- Born: Lesbia Yaneth Urquía 1967 La Esperanza, Honduras
- Died: 6 July 2016 (aged 48–49) Marcala, Honduras
- Cause of death: Assassination
- Occupations: Environmentalist, indigenous rights activist

= Lesbia Urquía =

Lesbia Yaneth Urquía (1967 - 6 July 2016) was a Honduran human rights activist. She was an advocate for the environment.

==Biography==
Lesbia Urquía was a community leader of the Council of Popular and Indigenous Organizations of Honduras (COPINH), the same organization which Berta Cáceres belonged to.
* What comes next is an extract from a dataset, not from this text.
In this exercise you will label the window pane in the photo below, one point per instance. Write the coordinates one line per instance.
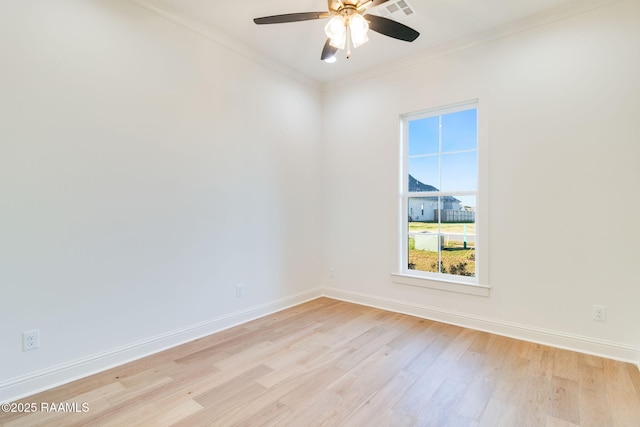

Urquía was opposed to the privatizations of the rivers, because they are diverted and stop giving water to the indigenous communities. In addition, dams promote the deforestation of these areas by companies and affect the flora and fauna of these lands. She had fought the construction of a hydroelectric dam of international investors in La Paz. The Lencas considered that the dams would affect their access to water, food and medical supplies, so that their traditional way of life would be jeopardized. The construction of this dam caused the Gualcarque River to stop supplying them with water.

On 6 July 2016, authorities found Urquía's body in the city of Marcala, near the landfill Mata Mula. She had been killed by two hit men with a machete to her head. The Council held the government responsible for her death, specifically the president of the National Party and her husband.

Urquía had three children and was 49 years of age at the time of her death.